And, so, Cyril goes on to say this,
“Now the Word [of God], who has never before been clothed in human nature, has ascended as a [human] to show himself in a strange and unfamiliar fashion. And he has done this on our account and in our name, so that being like us…he might transmit to all of us the glory of being children of God.”[1]
This is the promise given to the pilgrims of Zion in Psalm 24, yet now it’s realized even more fully! Anyone who endeavours to integrate their life around the truth of Christ’s life, death, and resurrection, will be given this blessing: God’s righteousness, which is Jesus Christ in us, the Word of God personified! As it was with those first witnesses to the resurrected Jesus, my witness and yours to the truth of Christ expressed in our hearts and actions will be answered by God with a gift: the gift of Jesus’ righteousness. Clothed in him any of us can enter God’s holy mountain, to worship God without fear, secure in the righteousness of Christ’s faith in us.
The Ascension of the Lord is not about Jesus disappearing into the ether and leaving us stranded ‘holding the bag’, so to speak, weighed down by the impossible task of imitating him ‘til Kingdom Come. Not only is that bleak, but it misses the point.

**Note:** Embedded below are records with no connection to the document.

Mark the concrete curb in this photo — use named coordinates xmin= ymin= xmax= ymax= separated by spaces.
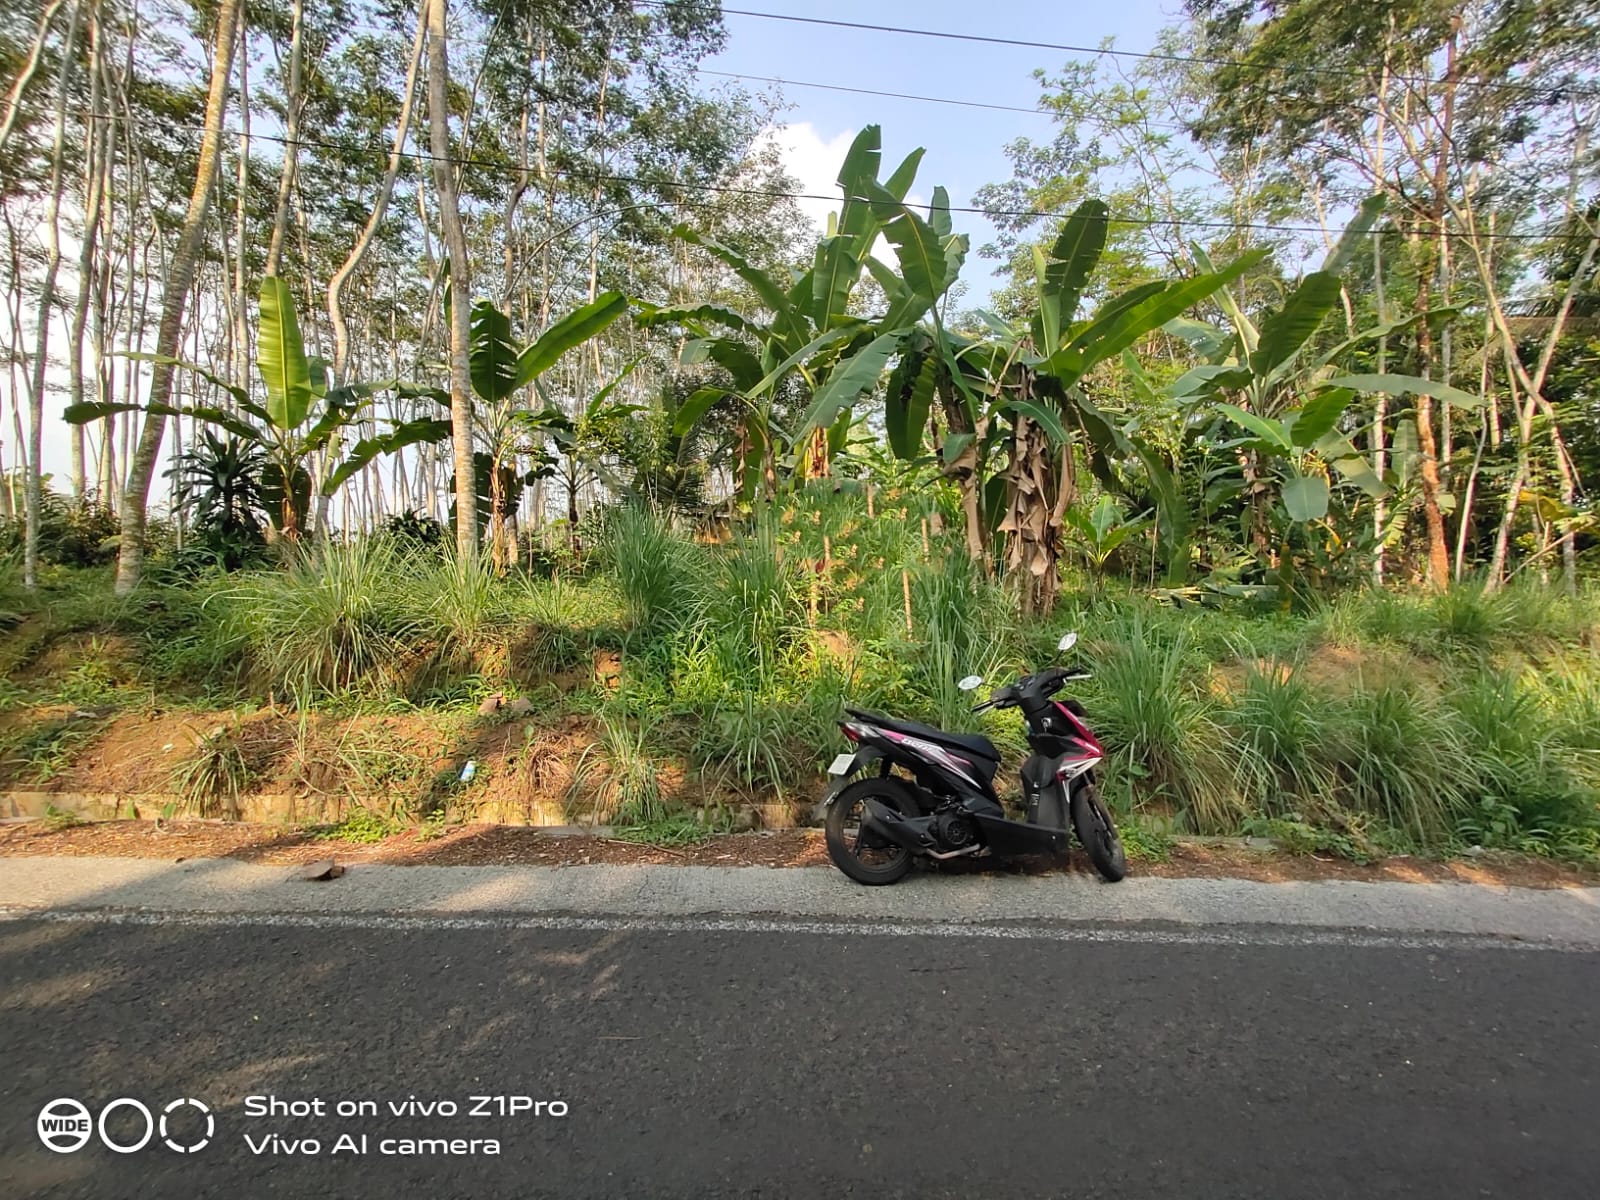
xmin=2 ymin=855 xmax=1598 ymax=946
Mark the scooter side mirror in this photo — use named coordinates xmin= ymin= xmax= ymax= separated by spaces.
xmin=957 ymin=675 xmax=983 ymax=692
xmin=1058 ymin=632 xmax=1078 ymax=653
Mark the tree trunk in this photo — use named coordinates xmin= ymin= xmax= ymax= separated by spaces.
xmin=23 ymin=0 xmax=87 ymax=589
xmin=427 ymin=0 xmax=478 ymax=559
xmin=68 ymin=7 xmax=108 ymax=502
xmin=328 ymin=5 xmax=425 ymax=386
xmin=1409 ymin=24 xmax=1459 ymax=592
xmin=0 ymin=0 xmax=69 ymax=154
xmin=264 ymin=0 xmax=303 ymax=277
xmin=113 ymin=0 xmax=242 ymax=593
xmin=230 ymin=12 xmax=250 ymax=388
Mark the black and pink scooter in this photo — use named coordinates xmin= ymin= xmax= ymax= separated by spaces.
xmin=819 ymin=632 xmax=1126 ymax=885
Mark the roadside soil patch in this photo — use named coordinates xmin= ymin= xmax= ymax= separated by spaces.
xmin=2 ymin=819 xmax=1595 ymax=888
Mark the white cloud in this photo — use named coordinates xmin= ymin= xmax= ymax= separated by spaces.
xmin=755 ymin=121 xmax=858 ymax=236
xmin=756 ymin=123 xmax=943 ymax=272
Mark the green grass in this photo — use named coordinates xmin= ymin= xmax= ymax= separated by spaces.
xmin=0 ymin=717 xmax=107 ymax=784
xmin=311 ymin=807 xmax=396 ymax=844
xmin=612 ymin=809 xmax=737 ymax=847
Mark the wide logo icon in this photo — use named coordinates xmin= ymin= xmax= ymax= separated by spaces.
xmin=36 ymin=1099 xmax=93 ymax=1154
xmin=36 ymin=1097 xmax=213 ymax=1154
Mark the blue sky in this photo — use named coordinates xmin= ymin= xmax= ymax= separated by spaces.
xmin=698 ymin=0 xmax=1184 ymax=299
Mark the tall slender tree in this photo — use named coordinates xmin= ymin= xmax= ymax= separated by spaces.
xmin=426 ymin=0 xmax=477 ymax=557
xmin=113 ymin=0 xmax=243 ymax=592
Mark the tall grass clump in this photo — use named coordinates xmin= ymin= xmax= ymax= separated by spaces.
xmin=1321 ymin=684 xmax=1469 ymax=843
xmin=1324 ymin=587 xmax=1430 ymax=649
xmin=908 ymin=550 xmax=1014 ymax=729
xmin=573 ymin=709 xmax=666 ymax=824
xmin=1086 ymin=613 xmax=1239 ymax=830
xmin=1222 ymin=657 xmax=1335 ymax=813
xmin=1488 ymin=577 xmax=1600 ymax=646
xmin=403 ymin=548 xmax=515 ymax=654
xmin=698 ymin=515 xmax=804 ymax=679
xmin=1425 ymin=583 xmax=1513 ymax=651
xmin=212 ymin=537 xmax=416 ymax=701
xmin=603 ymin=505 xmax=704 ymax=636
xmin=1442 ymin=668 xmax=1598 ymax=848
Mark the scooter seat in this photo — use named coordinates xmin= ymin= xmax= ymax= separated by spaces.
xmin=845 ymin=709 xmax=1000 ymax=763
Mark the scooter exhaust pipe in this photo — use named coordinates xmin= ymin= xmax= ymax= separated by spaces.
xmin=861 ymin=798 xmax=936 ymax=852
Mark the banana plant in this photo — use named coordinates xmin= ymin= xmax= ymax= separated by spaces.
xmin=1163 ymin=197 xmax=1481 ymax=563
xmin=466 ymin=292 xmax=628 ymax=565
xmin=639 ymin=125 xmax=967 ymax=502
xmin=883 ymin=199 xmax=1268 ymax=607
xmin=1064 ymin=494 xmax=1154 ymax=572
xmin=67 ymin=278 xmax=452 ymax=539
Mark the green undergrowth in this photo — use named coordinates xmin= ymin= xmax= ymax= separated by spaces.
xmin=4 ymin=500 xmax=1598 ymax=864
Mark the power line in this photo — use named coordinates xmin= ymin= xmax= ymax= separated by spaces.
xmin=639 ymin=2 xmax=1600 ymax=101
xmin=330 ymin=20 xmax=1189 ymax=127
xmin=310 ymin=14 xmax=1600 ymax=160
xmin=699 ymin=68 xmax=1196 ymax=133
xmin=41 ymin=103 xmax=1590 ymax=244
xmin=698 ymin=69 xmax=1047 ymax=118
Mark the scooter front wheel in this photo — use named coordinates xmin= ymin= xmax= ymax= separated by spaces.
xmin=1071 ymin=784 xmax=1127 ymax=882
xmin=825 ymin=777 xmax=917 ymax=886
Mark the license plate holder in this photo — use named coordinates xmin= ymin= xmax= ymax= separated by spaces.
xmin=826 ymin=752 xmax=856 ymax=778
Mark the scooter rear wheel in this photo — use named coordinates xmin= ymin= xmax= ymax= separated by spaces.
xmin=825 ymin=777 xmax=917 ymax=886
xmin=1071 ymin=784 xmax=1127 ymax=882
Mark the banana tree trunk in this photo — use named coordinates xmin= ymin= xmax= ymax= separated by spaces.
xmin=998 ymin=402 xmax=1070 ymax=618
xmin=114 ymin=0 xmax=241 ymax=593
xmin=938 ymin=384 xmax=987 ymax=565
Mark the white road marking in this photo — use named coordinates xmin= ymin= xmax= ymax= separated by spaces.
xmin=0 ymin=905 xmax=1588 ymax=952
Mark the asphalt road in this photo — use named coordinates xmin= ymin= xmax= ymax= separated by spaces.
xmin=2 ymin=915 xmax=1597 ymax=1199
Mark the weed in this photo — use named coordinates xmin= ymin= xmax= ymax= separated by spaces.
xmin=312 ymin=807 xmax=394 ymax=843
xmin=1241 ymin=816 xmax=1377 ymax=864
xmin=612 ymin=809 xmax=736 ymax=847
xmin=41 ymin=804 xmax=83 ymax=832
xmin=169 ymin=722 xmax=254 ymax=819
xmin=1118 ymin=818 xmax=1175 ymax=863
xmin=0 ymin=718 xmax=103 ymax=784
xmin=415 ymin=810 xmax=452 ymax=842
xmin=0 ymin=677 xmax=29 ymax=710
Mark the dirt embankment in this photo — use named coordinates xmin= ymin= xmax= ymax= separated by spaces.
xmin=0 ymin=703 xmax=797 ymax=826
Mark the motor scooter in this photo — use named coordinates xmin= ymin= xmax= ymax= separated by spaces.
xmin=819 ymin=633 xmax=1126 ymax=885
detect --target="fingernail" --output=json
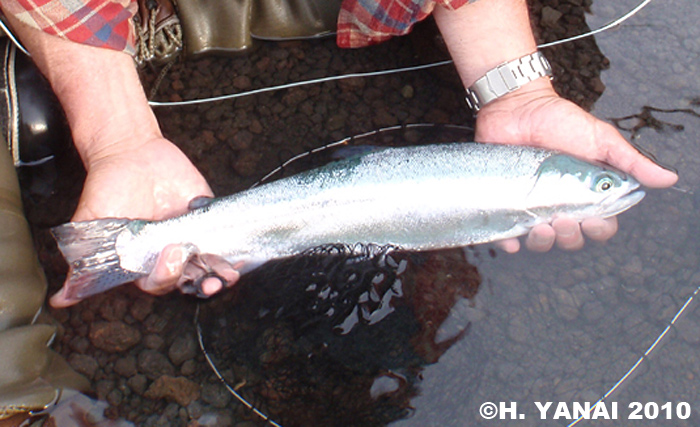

The Ascension of the Lord is about Jesus, the Word of God who has taken on the fullness of your human nature in every respect, bringing your humanity and mine into the very heart of God’s life for eternity.
Who can ascend the hill of the Lord?
Who can dwell in the eternity of God’s life?
Any one of us whose heart and actions are integrated around the mystery of God’s reckless love for us revealed in Christ’s life, death, resurrection, ascension, and coming again in glory in order that where he is, we may be also.
The promise underwritten by Christ’s ascension is that your life and mine is secured in the eternity of God’s life through faith in the risen and ascended Jesus who carries it into the very heart of God. And, by faith in this promise, you and I are free to live this life without fear, bold in our proclamation of this Easter Gospel, and confident that the gift of Christ’s righteousness makes up for anything we lack whenever we seek God’s presence through him.
Colin+
[1] St. Cyril of Alexandria, Commentary on John, 9: Patrologia Graeca 74, ed. J.P. Migne (Paris, 1857-58), 182-3 from Celebrating Sundays: Reflections from the Early Church on the Sunday Gospels, compiled and introduced by Stephen Holmes (Norwich: Canterbury Press, 2012), 157-58.